Ce que j’aime bien dans cette réforme, c’est l’ouverture de multiples combinaisons et la suppression des filières. Mais pour ce qui est des maths plus précisément, on ôte tout un champ de culture absolument et de plus en plus nécessaire aux élèves et aux adultes. La question posée par tous les journalistes avec qui j’ai échangé ces derniers jours, c’est « mais est-ce qu’on ne peut pas considérer qu’en fin de seconde les jeunes ont acquis un socle de connaissances suffisant ? » Cette question est légitime mais elle est à côté de la plaque : les mathématiques demandent du temps pour être construite comme outil de pensée. Si on s’arrête trop tôt, on oublie, tout simplement. D’autre part, les mathématiques ont des spécificités : le rapport à la vérité, l’ancrage dans l’abstraction (ce qui en constitue une difficulté, c’est vrai ; mais chacun est capable d’y naviguer) par exemple. La question n’est pas tellement celle des connaissances, à mon sens. On pourrait sans doute enseigner d’autres connaissances en cours de maths, faire d’autres choix (bon, il y a des invariants, quand même…). Faire varier quantitativement et qualitativement les contenus des maths au lycée est très bien. Lutter contre l’hégémonie supposée (fantasmée, aujourd’hui ?) des maths est nécessaire. Je suis atterrée quand j’entends dire « oui, en maths les Français ne sont pas bons mais on a une des meilleures recherches du monde, avec plein de récompenses. » C’est super, ça, d’avoir creusé des écarts et d’éloigner une très grande majorité de la population des maths ? Ce qui compte, ce sont des jolies médailles données à une poignée de personnes ? Non.

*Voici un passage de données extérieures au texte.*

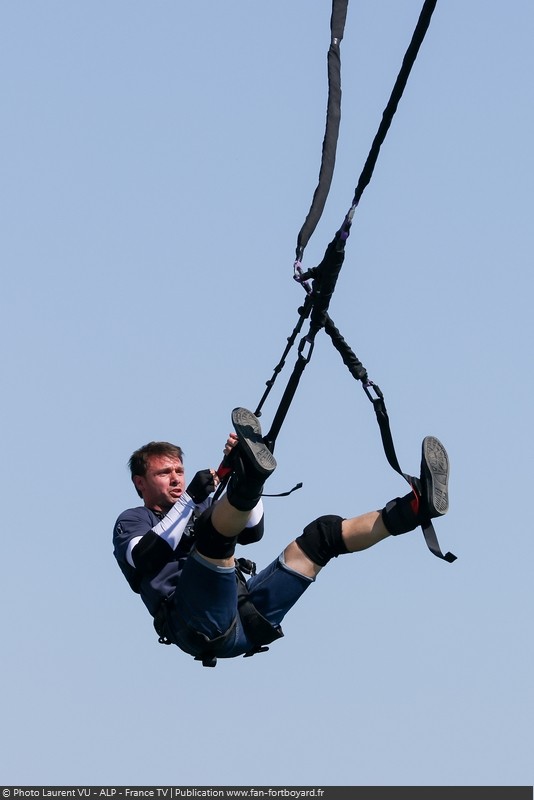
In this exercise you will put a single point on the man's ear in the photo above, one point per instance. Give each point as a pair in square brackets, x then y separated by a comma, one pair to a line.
[139, 483]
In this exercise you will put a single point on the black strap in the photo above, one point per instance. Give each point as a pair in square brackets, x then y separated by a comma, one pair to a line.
[395, 97]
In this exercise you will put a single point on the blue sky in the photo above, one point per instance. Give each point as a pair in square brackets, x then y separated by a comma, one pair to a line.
[158, 160]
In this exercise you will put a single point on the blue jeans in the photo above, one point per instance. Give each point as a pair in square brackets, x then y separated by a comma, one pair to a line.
[205, 601]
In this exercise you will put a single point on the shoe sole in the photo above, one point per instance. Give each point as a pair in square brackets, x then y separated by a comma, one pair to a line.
[435, 472]
[248, 430]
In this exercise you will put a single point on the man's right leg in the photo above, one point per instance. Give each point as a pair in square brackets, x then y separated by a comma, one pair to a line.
[252, 463]
[330, 536]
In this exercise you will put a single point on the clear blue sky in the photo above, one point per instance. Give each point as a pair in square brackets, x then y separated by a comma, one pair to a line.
[157, 162]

Ce qui importe, c’est de pouvoir tous raisonner, apprendre la preuve, la démonstration, structurer un raisonnement, distinguer la portée d’un exemple de celle d’un contre-exemple, apprendre à ne pas trouver, à échouer, à se corriger. Les connaissances jouent le rôle de carburant, mais je les vois comme secondaires : si on est bien outillé du point de vue du raisonnement, on pourra les acquérir quand on en aura besoin.

Une réflexion au sujet de « Quelle place pour les maths ? »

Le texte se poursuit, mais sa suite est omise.